JohnnyCurran · February 20, 2023, 6:56pm

It seems like you are switching the module / schema you query based on the draft type. In that case, something like the following could work

module = case draft.type do
  "regular" -> RegularDraft
  "story_starter" -> StoryStarterDraft
end

from(d in Draft,
join: t in subquery(module),
on: t.draft_id == d.id,
where: d.id == ^id,
select: %{story: t.story, starter: t.start}
)
|> Repo.one()
|> Repo.preload([:authors, :publications])

Un-tested, but should be close

coen.bakker · February 20, 2023, 7:15pm

That’s indeed much less verbose. But I reckon the values of fields of a binding in a query are never accessable in that query? So I must, in any case, make a round trip to the database first to get draft.type?

That would make sense to me but I thought that maybe Postgres/Ecto is smarter than I think and can schedule to get the value of a field in some smart way before running the rest of the query.
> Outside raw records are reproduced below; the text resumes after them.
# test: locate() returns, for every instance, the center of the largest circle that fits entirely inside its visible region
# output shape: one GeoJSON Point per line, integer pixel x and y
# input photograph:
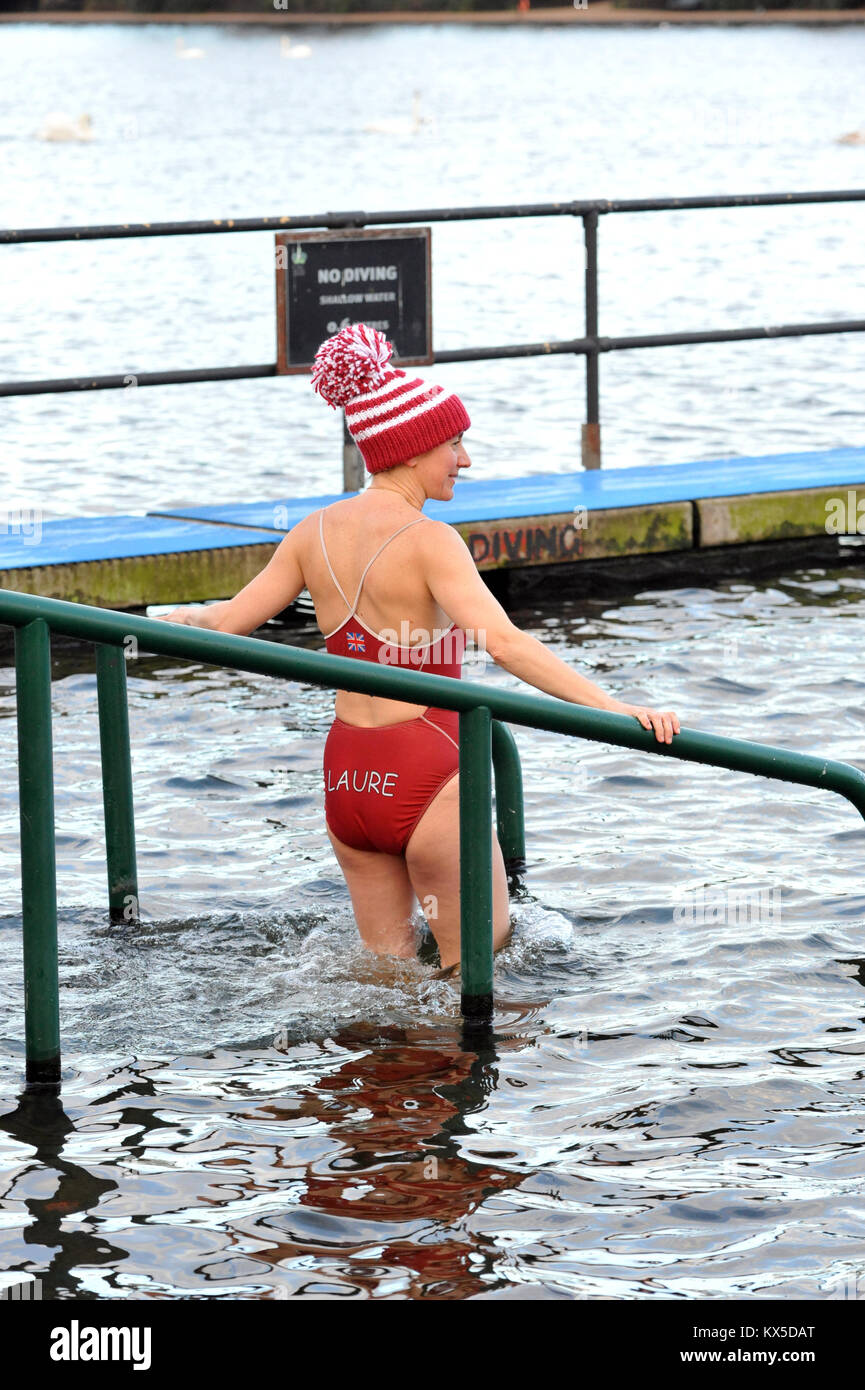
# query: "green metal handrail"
{"type": "Point", "coordinates": [479, 708]}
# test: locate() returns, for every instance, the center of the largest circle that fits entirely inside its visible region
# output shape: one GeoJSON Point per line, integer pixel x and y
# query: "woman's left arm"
{"type": "Point", "coordinates": [273, 590]}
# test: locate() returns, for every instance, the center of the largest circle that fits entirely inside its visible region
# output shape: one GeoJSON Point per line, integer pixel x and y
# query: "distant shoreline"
{"type": "Point", "coordinates": [601, 13]}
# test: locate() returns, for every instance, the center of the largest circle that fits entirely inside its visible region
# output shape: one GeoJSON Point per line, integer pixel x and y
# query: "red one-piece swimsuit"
{"type": "Point", "coordinates": [378, 781]}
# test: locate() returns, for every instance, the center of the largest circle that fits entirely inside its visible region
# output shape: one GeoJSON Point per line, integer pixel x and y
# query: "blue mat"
{"type": "Point", "coordinates": [114, 538]}
{"type": "Point", "coordinates": [547, 494]}
{"type": "Point", "coordinates": [476, 499]}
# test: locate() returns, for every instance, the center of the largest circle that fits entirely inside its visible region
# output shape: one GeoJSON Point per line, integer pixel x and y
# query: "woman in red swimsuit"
{"type": "Point", "coordinates": [391, 769]}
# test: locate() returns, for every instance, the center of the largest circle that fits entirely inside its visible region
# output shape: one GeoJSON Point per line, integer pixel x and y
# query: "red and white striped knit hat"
{"type": "Point", "coordinates": [391, 416]}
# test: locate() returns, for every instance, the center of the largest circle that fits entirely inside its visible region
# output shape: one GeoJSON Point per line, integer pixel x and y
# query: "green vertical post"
{"type": "Point", "coordinates": [476, 865]}
{"type": "Point", "coordinates": [509, 816]}
{"type": "Point", "coordinates": [38, 856]}
{"type": "Point", "coordinates": [117, 781]}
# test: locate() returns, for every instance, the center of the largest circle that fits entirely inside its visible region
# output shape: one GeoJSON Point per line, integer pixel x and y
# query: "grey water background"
{"type": "Point", "coordinates": [253, 1107]}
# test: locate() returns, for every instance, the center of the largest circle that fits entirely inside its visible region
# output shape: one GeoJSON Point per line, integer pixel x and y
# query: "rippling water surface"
{"type": "Point", "coordinates": [253, 1107]}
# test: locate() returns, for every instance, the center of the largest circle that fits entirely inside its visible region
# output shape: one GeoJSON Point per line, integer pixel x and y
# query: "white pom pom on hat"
{"type": "Point", "coordinates": [391, 417]}
{"type": "Point", "coordinates": [349, 363]}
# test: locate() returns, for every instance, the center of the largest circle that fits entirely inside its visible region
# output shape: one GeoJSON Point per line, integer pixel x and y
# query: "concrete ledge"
{"type": "Point", "coordinates": [135, 581]}
{"type": "Point", "coordinates": [551, 540]}
{"type": "Point", "coordinates": [600, 13]}
{"type": "Point", "coordinates": [766, 516]}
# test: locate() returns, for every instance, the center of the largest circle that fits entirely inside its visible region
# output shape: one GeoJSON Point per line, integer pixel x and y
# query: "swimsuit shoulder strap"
{"type": "Point", "coordinates": [327, 559]}
{"type": "Point", "coordinates": [378, 552]}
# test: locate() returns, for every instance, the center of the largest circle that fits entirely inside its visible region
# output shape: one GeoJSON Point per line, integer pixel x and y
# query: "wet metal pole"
{"type": "Point", "coordinates": [117, 781]}
{"type": "Point", "coordinates": [591, 430]}
{"type": "Point", "coordinates": [476, 866]}
{"type": "Point", "coordinates": [509, 818]}
{"type": "Point", "coordinates": [38, 858]}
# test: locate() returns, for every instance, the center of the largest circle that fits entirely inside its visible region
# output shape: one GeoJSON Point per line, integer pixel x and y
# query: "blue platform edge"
{"type": "Point", "coordinates": [548, 494]}
{"type": "Point", "coordinates": [476, 499]}
{"type": "Point", "coordinates": [73, 540]}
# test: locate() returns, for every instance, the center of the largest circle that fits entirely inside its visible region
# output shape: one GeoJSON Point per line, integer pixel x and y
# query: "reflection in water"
{"type": "Point", "coordinates": [67, 1190]}
{"type": "Point", "coordinates": [377, 1211]}
{"type": "Point", "coordinates": [253, 1107]}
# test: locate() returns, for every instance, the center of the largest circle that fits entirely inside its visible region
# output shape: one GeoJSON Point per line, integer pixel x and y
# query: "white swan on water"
{"type": "Point", "coordinates": [399, 125]}
{"type": "Point", "coordinates": [182, 52]}
{"type": "Point", "coordinates": [59, 127]}
{"type": "Point", "coordinates": [294, 50]}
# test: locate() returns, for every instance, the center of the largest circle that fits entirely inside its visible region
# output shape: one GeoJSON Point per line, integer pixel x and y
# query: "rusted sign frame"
{"type": "Point", "coordinates": [360, 235]}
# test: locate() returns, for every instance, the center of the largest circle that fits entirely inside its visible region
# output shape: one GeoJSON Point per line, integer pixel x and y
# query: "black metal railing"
{"type": "Point", "coordinates": [590, 345]}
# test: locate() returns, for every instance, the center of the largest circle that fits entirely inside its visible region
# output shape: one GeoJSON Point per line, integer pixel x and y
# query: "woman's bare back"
{"type": "Point", "coordinates": [395, 595]}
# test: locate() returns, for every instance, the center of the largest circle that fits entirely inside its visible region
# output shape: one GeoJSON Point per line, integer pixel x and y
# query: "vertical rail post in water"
{"type": "Point", "coordinates": [117, 781]}
{"type": "Point", "coordinates": [38, 858]}
{"type": "Point", "coordinates": [476, 865]}
{"type": "Point", "coordinates": [509, 816]}
{"type": "Point", "coordinates": [591, 430]}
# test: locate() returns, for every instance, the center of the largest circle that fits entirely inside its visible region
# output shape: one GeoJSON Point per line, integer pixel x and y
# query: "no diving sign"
{"type": "Point", "coordinates": [328, 280]}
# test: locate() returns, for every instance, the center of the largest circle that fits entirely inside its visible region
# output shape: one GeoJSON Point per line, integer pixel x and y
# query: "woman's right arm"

JohnnyCurran · February 20, 2023, 7:53pm

Oh, duh…I missed that on the first pass. Let me think on it a touch more

JohnnyCurran · February 20, 2023, 8:13pm

One option could be to use a UNION ALL. It’s slightly duplicative but it is a single query. The problem is I don’t see how to use the draft.type binding on the subquery before having retrieved it from the outer query. And we can’t know to query Regular or StoryStarter before we know the draft type.

This makes the assumption that a draft will only ever be one of a regular or story_starter. The Inner join will return zero rows on one of the queries, leaving you with the desired result:

def get_by_id(id)
starter_query =
  from(d in Draft,
    join: t in StoryStarterDraft,
    on: t.draft_id == d.id,
    where: d.id == ^id,
    where: d.type == "story_starter",
    select: %{
      story: t.story,
      starter: t.starter
    }
  )

query = from(d in Draft,
  join: t in RegularDraft,
  on: t.draft_id == d.id,
  where: d.id == ^id,
  where: d.type == "regular",
  select: %{
    story: t.story,
    starter: nil # UNION ALL needs the result sets to be the same width
  },
  union_all: ^starter_query
)

Repo.one(query)
end

coen.bakker · February 20, 2023, 11:04pm

I hadn’t thought of an approach using union_all at all. I’m going to look at it more closely tomorrow.

coen.bakker · February 20, 2023, 11:10pm

I kinda like this approach: allowing passing the type to the function get_by_id/2. Sometimes I might already have the type, so then I can pass it to the function. If not, I can use the get_by_id/1.

  def get_by_id(id) do
    draft = Repo.get(Draft, id)
    get_by_id(id, draft.type)
  end

  def get_by_id(id, type) do
    type_module =
      case type do
        "regular" -> RegularDraft
        "story_starter" -> StoryStarterDraft
      end

    type_fields =
      case type do
        "regular" -> [:story]
        "story_starter" -> [:story, :starter]
      end

    query =
      from d in Draft,
        join: t in subquery(type_module),
        on: t.draft_id == d.id,
        select_merge: map(t, ^type_fields),
        preload: [:authors, :publications]

    Repo.get(query, id)
  end

JohnnyCurran · February 20, 2023, 11:24pm

coen.bakker:

type_module =
      case type do
        "regular" -> RegularDraft
        "story_starter" -> StoryStarterDraft
      end

    type_fields =
      case type do
        "regular" -> [:story]
        "story_starter" -> [:story, :starter]
      end

You could combine these, too:

{type_module, type_fields} =
  case type do
    "regular" -> {RegularDraft, [:story]}
    "story_starter" -> {StoryStarterDraft, [:story, :starter]}
  end

# query

If you sometimes will know the type/id then making an extra (small) query isn’t the end of the world.